Wendt Pottery History

This page is about the history of the studio and my work. It includes details of how I came to do pottery and  photos of early works as well as things to look for if you are currently a collector of my work.

I began pottery classes at the University of Idaho in Moscow, Idaho under the instruction of Frank Cronk in 1973. He greeted his first semester class with: ” Most of you will drop this class and those of you who don’t drop it will fail.”

In the weeks that followed, his predictions came true as the students saw that his class had the academic rigor of any of the harder classes at the University. He held students to a very high level of performance and required demonstration of good design, imagination and technical mastery.

I realized at once that I had found my true calling and sold my first works at the Ceramics Group art show that fall.
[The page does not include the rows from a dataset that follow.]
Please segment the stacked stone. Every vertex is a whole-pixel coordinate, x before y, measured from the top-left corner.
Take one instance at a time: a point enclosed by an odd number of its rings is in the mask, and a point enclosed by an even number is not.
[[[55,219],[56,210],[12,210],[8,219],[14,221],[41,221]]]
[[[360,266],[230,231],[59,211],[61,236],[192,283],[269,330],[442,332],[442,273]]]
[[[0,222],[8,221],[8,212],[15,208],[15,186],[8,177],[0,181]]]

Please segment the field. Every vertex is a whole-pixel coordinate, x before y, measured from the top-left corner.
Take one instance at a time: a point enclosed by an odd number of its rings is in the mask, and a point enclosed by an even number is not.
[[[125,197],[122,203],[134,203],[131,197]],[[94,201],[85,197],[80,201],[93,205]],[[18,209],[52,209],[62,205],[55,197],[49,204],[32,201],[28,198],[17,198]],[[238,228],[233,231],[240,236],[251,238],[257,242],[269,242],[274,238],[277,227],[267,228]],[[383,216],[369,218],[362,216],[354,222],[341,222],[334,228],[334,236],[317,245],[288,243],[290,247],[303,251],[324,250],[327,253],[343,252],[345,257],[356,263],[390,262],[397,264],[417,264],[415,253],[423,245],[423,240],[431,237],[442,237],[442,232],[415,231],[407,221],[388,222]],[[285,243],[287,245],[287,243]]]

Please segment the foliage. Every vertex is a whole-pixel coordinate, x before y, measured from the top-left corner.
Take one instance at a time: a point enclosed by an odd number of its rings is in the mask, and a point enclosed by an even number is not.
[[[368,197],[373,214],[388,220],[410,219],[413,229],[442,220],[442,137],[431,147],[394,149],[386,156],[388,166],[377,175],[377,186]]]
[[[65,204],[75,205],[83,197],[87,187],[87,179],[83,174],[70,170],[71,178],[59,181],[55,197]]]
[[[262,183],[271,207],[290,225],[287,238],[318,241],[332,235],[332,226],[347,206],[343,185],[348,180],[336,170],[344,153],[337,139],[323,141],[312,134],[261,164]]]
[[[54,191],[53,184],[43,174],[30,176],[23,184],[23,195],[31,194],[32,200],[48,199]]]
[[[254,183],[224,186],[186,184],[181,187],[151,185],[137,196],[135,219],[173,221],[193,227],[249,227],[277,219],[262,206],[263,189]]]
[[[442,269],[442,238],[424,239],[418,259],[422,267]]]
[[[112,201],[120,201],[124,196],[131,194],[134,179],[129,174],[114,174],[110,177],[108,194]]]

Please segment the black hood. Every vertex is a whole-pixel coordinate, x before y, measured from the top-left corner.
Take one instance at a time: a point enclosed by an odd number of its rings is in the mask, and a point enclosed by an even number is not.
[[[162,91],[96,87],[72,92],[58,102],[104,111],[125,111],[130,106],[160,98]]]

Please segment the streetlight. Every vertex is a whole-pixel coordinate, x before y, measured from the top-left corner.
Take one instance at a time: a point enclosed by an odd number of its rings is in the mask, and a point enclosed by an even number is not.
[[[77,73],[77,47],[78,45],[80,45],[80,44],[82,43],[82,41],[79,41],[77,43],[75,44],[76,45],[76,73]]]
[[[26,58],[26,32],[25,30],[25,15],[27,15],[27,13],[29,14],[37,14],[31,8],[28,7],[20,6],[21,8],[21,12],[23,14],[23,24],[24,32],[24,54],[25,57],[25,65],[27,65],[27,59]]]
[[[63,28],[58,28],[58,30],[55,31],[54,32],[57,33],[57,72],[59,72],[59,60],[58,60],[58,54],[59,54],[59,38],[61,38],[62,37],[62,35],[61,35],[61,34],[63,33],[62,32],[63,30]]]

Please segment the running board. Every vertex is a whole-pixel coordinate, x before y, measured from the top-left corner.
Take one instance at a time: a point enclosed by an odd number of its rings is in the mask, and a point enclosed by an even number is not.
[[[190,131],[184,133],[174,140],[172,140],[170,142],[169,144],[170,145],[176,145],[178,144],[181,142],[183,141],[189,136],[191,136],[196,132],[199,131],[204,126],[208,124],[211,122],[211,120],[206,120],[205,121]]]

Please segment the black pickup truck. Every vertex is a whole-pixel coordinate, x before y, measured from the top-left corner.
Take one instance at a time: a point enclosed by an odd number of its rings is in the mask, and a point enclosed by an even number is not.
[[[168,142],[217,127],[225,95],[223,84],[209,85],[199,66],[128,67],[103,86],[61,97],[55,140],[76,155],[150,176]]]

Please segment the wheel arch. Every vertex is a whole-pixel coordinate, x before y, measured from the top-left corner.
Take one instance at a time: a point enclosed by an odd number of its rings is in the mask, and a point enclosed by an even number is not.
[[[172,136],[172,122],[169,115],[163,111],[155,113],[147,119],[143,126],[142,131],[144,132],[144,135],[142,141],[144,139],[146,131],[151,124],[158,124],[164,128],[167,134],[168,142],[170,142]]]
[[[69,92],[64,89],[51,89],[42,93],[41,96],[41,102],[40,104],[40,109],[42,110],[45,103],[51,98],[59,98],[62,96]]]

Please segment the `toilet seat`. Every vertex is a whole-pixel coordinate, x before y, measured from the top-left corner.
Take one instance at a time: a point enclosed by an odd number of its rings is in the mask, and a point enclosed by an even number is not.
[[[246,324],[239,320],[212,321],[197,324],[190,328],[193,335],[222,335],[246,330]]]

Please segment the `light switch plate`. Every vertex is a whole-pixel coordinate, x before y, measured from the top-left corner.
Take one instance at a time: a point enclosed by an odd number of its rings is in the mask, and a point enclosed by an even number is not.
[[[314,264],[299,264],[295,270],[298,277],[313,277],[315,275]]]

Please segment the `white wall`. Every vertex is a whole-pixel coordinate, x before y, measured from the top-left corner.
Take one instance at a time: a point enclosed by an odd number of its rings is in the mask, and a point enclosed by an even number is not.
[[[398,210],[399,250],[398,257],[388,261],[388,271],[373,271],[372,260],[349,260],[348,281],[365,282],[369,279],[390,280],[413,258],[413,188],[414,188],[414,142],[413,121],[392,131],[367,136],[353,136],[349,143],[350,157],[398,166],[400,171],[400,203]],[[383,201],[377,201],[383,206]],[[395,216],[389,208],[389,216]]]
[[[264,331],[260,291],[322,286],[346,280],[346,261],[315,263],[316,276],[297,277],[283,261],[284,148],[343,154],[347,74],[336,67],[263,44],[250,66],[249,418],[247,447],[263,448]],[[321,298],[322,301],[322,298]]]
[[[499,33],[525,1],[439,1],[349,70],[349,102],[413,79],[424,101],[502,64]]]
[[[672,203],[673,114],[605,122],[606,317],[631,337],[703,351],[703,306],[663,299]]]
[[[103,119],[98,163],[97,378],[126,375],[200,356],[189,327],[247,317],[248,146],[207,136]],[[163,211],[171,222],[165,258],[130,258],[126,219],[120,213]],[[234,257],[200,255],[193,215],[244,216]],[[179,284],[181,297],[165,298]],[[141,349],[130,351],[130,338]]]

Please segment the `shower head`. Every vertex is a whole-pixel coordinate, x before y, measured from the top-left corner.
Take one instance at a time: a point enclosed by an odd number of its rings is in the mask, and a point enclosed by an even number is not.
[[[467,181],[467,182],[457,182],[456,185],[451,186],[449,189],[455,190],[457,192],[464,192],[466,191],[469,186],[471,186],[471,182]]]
The pots from that time number no more than 100 and are for the most part crude when compared to today’s work.

In the spring of 1974, I built my first kiln, a potter’s wheel from parts salvaged from an old Maytag dryer and set up a small studio in the upstairs of my house in Lewiston. Everything produced from 1974 to the spring of 1976 was made in that 144 square foot studio.

Bottom prints from that time look like the picture below.

At first, they were incised by hand.     

In the spring of 1976, I built my first studio behind the house. At 720 square feet, it seemed huge, sported 2 kilns and lots of shelf space. By then, I was making so many pots I resorted to wet stamping, but these were hard to read.

The last of the impressed stamps were often stained to enhance readability.

 I worked there from then until 1980 when Mt St Helens erupted and changed my life completely. The demand for ash glazed work was astounding and still is. Below is an early bottom stamp from that year.

After practice, the stamp became much clearer and easier to read.

For those interested in using this marking method, call me for a class on the subject.

I believe it is the bottom stamp in conjunction with my willingness to do precision custom work to customer specifications that has lead to my continued success. Each year, I receive hundreds of custom orders from all over the U. S. thanks to the stamps on the bottoms of the pots. Today my  studio is over 10,000 square feet with work space for four full time potters (currently it is just me)  and kiln capacity to fire well over 100 cubic feet per month.